In this sense, it is clear that the current economy will not be able to sustain itself for much longer, so it is time to start thinking about some alternatives, and it is then that the circular economy appears as a solution, a term that you have probably read or listened.
What is the circular economy
In this sense, the circular economy seeks to present a new economic paradigm, which wants to go further than the popular «Three Rs» of reduce, reuse and recycle.
An eco-design of the products is sought, where the manufacturing processes and the use of materials are taken into account, which must consume little energy and not generate waste.
The products that are generated must be able to extend their useful life, their repairs being simple and ending with the closing of the circle as they are reusable and easy to disassemble.
One of the reasons for moving towards a circular economy is the increased demand for raw materials and the scarcity of resources.
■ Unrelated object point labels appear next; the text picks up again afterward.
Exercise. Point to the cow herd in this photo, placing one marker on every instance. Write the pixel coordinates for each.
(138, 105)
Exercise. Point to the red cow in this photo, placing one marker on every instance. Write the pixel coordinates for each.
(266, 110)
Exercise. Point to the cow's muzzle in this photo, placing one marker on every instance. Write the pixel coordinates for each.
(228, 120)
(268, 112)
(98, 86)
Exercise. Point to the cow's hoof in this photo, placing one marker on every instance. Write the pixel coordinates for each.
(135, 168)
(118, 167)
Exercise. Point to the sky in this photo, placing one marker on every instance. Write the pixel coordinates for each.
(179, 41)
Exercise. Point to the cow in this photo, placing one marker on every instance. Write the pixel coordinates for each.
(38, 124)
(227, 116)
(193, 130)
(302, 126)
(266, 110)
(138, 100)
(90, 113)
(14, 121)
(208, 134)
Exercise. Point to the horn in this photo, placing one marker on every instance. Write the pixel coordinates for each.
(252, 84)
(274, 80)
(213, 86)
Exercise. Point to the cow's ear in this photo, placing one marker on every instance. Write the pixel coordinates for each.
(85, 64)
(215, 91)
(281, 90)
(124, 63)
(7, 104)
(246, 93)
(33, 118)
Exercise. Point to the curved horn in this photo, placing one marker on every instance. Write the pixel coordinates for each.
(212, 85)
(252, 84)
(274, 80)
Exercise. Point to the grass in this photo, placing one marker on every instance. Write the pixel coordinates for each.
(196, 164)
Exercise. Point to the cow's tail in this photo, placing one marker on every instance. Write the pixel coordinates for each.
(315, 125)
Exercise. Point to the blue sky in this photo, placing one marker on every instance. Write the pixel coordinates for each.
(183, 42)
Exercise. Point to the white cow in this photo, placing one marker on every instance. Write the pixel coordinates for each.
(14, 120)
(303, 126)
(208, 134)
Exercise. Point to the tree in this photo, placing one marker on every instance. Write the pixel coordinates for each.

Several crucial raw materials are finite, and as the world’s population grows, demand also increases..
Another reason is the dependence on other countries, as some of the EU depend on other countries for their raw materials.
The impact on the climate is another factor. The extraction and use of raw materials have significant environmental consequencesincreases energy consumption and carbon dioxide (CO2) emissions, while smarter use of raw materials can reduce polluting emissions.
Among the main reasons for betting on the circular economy we find the increase in the demand for raw materials and the scarcest resources.
What are the benefits?
Measures such as waste prevention, eco-design and reuse can generate net savings of €600 billion, or 8% of annual turnover, for EU companies, while lowering total emissions of greenhouse gases in a range between 2% and 4%
In contrast to the current linear economy that governs the world, the circular economy is defined as a new treatment of raw materials in the face of the scarcity of natural resources that the Earth itself provides us, so that daily consumption objects are reused, reducing not only the amount of garbage we generate, but also the demand for replacements for those items.
But how does it work?
In a circular economy society, all the actors involved minimize their waste and they try to recover any material that has gone through a first stage of its use to give it a new use, regardless of the modifications that must be applied.
At the same time, when manufacturing new items, priority will be given to those materials that age best, that can be recovered to re-enter the market and to avoid dependency on external supplies, which is key in this period of global uncertainty.
Finally, it should be noted that this type of economy is not limited solely to financial purposes, but rather seeks to offer real social inclusion, in which each human being can make their own contribution to the chain, preventing people, like objects , remain outside the logics of consumption.